I realize SLA batteries need some sort of monitor, could I put some sort of monitor in between this PSU and the batteries? a series of resistors?
Asked by: Leejin
There is alot more needed then just some series resistors to properly charge SLA batteries. Charging current should not exceed C/3 (1/3 capacity of battery), so for those 5Ah batteries you listed the charging current should be less then 1.6A, and lower charge rates are better for battery health. This power supply can produce currents far exeeding what the batteries can handle.For SLA batteries maximum charge voltage is also a concern as the resistors will not limit the voltage. The maximum voltage a SLA battery should reach under full charge is 14-14.4V depending on the type of charge (shunt vs PWM/linear). The voltage may not be a problem with this regulated supply if you have batteries in series, as it may not even produce enough voltage to fully charge the batteries when in series. Depending on the no load voltage of the power supply (if right around 24-25v) you may not even get past a 20% state of charge, very bad for the health of any type of LA battery.
Answered by: mtg90
Date published: 2012-06-14

Can it be used to power the 1A Bluetooth Receiver?

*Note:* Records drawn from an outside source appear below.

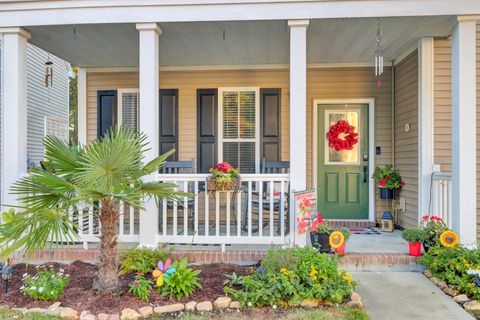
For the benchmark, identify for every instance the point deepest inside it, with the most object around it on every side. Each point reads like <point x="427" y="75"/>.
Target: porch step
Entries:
<point x="351" y="261"/>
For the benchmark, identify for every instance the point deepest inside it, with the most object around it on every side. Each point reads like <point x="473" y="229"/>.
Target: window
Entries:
<point x="239" y="129"/>
<point x="129" y="108"/>
<point x="57" y="126"/>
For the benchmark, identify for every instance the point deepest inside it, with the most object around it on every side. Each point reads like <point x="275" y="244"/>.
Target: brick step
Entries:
<point x="351" y="261"/>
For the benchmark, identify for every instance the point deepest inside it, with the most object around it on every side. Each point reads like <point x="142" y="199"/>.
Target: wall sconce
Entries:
<point x="48" y="73"/>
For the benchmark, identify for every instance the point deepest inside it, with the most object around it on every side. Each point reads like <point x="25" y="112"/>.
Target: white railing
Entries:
<point x="256" y="214"/>
<point x="442" y="196"/>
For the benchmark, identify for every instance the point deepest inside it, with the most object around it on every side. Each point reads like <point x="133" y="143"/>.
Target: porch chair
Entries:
<point x="179" y="167"/>
<point x="268" y="167"/>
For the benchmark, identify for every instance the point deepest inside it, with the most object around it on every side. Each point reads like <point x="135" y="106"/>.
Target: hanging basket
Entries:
<point x="215" y="185"/>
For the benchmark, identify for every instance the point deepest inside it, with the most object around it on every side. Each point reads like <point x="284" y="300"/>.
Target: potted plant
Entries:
<point x="223" y="177"/>
<point x="415" y="237"/>
<point x="320" y="235"/>
<point x="388" y="180"/>
<point x="339" y="241"/>
<point x="432" y="227"/>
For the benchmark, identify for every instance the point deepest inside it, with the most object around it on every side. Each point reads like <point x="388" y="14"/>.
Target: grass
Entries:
<point x="334" y="313"/>
<point x="8" y="314"/>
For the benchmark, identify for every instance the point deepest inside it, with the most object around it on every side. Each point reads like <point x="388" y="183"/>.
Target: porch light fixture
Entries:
<point x="48" y="73"/>
<point x="379" y="52"/>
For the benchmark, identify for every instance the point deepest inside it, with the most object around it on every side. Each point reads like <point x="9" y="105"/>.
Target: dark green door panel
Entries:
<point x="342" y="186"/>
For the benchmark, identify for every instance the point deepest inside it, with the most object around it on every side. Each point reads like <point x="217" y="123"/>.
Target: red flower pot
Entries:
<point x="341" y="249"/>
<point x="414" y="248"/>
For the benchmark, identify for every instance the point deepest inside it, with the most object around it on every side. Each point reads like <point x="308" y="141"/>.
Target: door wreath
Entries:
<point x="342" y="136"/>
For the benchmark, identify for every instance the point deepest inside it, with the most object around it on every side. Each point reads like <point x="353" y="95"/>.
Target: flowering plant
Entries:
<point x="342" y="136"/>
<point x="140" y="287"/>
<point x="47" y="284"/>
<point x="388" y="178"/>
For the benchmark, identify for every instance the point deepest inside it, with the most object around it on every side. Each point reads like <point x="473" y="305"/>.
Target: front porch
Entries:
<point x="269" y="77"/>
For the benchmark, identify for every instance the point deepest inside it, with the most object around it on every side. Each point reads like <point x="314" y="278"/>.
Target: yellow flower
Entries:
<point x="336" y="239"/>
<point x="449" y="238"/>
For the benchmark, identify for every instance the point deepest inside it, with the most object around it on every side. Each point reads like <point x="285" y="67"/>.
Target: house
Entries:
<point x="47" y="108"/>
<point x="242" y="81"/>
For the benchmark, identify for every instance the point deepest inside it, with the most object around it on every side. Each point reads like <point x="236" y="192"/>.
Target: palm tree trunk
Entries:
<point x="107" y="279"/>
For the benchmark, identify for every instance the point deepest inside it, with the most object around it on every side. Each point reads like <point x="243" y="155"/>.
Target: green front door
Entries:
<point x="342" y="175"/>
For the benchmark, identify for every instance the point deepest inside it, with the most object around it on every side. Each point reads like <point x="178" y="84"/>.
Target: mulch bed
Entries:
<point x="79" y="294"/>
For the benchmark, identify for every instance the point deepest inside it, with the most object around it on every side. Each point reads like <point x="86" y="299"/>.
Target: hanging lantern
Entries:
<point x="48" y="73"/>
<point x="379" y="53"/>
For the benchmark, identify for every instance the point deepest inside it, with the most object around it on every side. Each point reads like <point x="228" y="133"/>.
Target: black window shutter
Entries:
<point x="207" y="112"/>
<point x="168" y="122"/>
<point x="106" y="111"/>
<point x="270" y="124"/>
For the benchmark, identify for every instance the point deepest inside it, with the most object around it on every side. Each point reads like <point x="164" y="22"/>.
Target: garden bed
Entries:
<point x="79" y="295"/>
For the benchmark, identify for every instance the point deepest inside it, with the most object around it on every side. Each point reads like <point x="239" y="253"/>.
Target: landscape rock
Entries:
<point x="146" y="311"/>
<point x="461" y="298"/>
<point x="222" y="303"/>
<point x="69" y="314"/>
<point x="355" y="297"/>
<point x="130" y="314"/>
<point x="472" y="306"/>
<point x="450" y="291"/>
<point x="54" y="309"/>
<point x="205" y="306"/>
<point x="190" y="306"/>
<point x="310" y="303"/>
<point x="35" y="310"/>
<point x="428" y="273"/>
<point x="169" y="308"/>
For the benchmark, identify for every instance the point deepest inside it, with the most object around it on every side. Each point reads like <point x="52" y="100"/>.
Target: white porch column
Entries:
<point x="464" y="138"/>
<point x="82" y="105"/>
<point x="149" y="95"/>
<point x="425" y="123"/>
<point x="298" y="115"/>
<point x="14" y="109"/>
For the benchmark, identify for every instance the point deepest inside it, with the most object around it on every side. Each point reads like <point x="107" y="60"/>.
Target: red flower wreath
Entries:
<point x="350" y="138"/>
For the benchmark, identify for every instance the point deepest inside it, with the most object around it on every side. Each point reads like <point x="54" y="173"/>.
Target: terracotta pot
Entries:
<point x="341" y="249"/>
<point x="414" y="248"/>
<point x="320" y="241"/>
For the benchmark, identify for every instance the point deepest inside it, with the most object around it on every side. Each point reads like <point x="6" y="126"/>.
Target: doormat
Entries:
<point x="364" y="230"/>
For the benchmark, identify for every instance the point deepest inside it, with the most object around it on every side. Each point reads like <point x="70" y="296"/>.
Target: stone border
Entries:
<point x="463" y="300"/>
<point x="221" y="303"/>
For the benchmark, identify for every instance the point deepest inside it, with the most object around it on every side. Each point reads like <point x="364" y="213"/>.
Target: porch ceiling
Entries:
<point x="237" y="43"/>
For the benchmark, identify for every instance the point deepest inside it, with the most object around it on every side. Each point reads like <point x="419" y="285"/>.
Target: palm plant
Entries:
<point x="109" y="171"/>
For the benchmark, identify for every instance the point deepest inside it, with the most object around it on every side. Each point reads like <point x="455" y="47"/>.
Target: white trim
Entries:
<point x="425" y="123"/>
<point x="257" y="123"/>
<point x="371" y="143"/>
<point x="82" y="105"/>
<point x="325" y="65"/>
<point x="68" y="12"/>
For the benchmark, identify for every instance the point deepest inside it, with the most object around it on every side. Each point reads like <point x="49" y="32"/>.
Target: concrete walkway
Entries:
<point x="405" y="295"/>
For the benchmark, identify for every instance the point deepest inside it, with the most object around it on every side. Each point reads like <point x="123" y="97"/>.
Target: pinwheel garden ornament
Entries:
<point x="163" y="272"/>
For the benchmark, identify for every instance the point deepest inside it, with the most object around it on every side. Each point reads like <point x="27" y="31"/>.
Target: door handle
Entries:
<point x="365" y="174"/>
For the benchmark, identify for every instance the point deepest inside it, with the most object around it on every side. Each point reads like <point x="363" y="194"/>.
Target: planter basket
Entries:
<point x="214" y="185"/>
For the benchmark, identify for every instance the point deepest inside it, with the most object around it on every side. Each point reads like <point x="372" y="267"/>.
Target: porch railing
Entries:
<point x="442" y="196"/>
<point x="255" y="214"/>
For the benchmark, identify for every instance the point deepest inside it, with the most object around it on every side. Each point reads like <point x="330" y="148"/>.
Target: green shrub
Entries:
<point x="451" y="265"/>
<point x="291" y="275"/>
<point x="182" y="283"/>
<point x="47" y="284"/>
<point x="140" y="287"/>
<point x="413" y="235"/>
<point x="141" y="259"/>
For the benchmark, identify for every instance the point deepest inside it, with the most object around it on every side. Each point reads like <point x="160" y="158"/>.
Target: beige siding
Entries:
<point x="338" y="83"/>
<point x="344" y="83"/>
<point x="406" y="143"/>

I am using this power supply to power one of the Sure Amps. Working great. I would like to add the BT-1A Bluetooth Receiver Module, to the current setup that I am using. The question is can I power the 1A Bluetooth Receiver from this power supply? What would I need to do to do so? Is it as simple as cutting off the USB off and connecting to the power supply output? Or would this just burn it out?
Asked by: GAHope
You will need to use a regulator of some sort to drop the 24 volt output of the power supply to the 3.3 to 5 volt supply required by the bluetooth module. If you wire the module directly to the 24 volt supply it will be damaged. Look into using a 5 volt regulator similar to an LM340-T5 or a 7805. You'll need a heatsink for the regulator as you'll be asking it to disipate the 19 un-needed volts at whatever the supply current is. The regulator may get a little warm.
Answered by: Bryan
Date published: 2012-12-26

How to connect?

So this is my first time build. I'm trying to acquire all the needed parts, and of course a supply is a big one. I understand how to hook up the power (L,N,Ground), but how would I put this on an amplifier? And then consequently, If I wanted to attach a external power switch or an LED light, how would I attach thouse as well? What are the COM and V+ connections?
Asked by: JacobNSullivan
The answer to all of your questions is "It depends"......on how professional and fool-proof you want your final product to be. I can tell by your questions that you are VERY new to this. If you want the cheapest fastest and ugliest design - you just get a piece of plywood about 18" by 12" and nail or screw all the parts (pwr supply and amplifier modules) to it. All the wiring shows and little kids should never be allowed to touch it EVER. If you don't want to do that - you willl need to either buy a chassis box or rip all the guts out of an old receiver to use it and the switches, power cord and speaker terminals.Regarding the COM and V+ connections - if you do not know what they are for yet - you do not have enough knowledge (yet) to build anything. They are the SINGLE ENDED power output for the amp modules - and if you do not know what that means - there is a 50/50 chance that this power supply will not work wth the amp modules you may buy. You need to either do a lot more reading about this OR buy a complete kit (amp modules, power supply, chassis). Don't worry - this is how I started.....many years learn a bit with each project. If I were you and did not want to waste money blowing up stuff to learn what not to do - I would buy a kit figured out by Parts Express.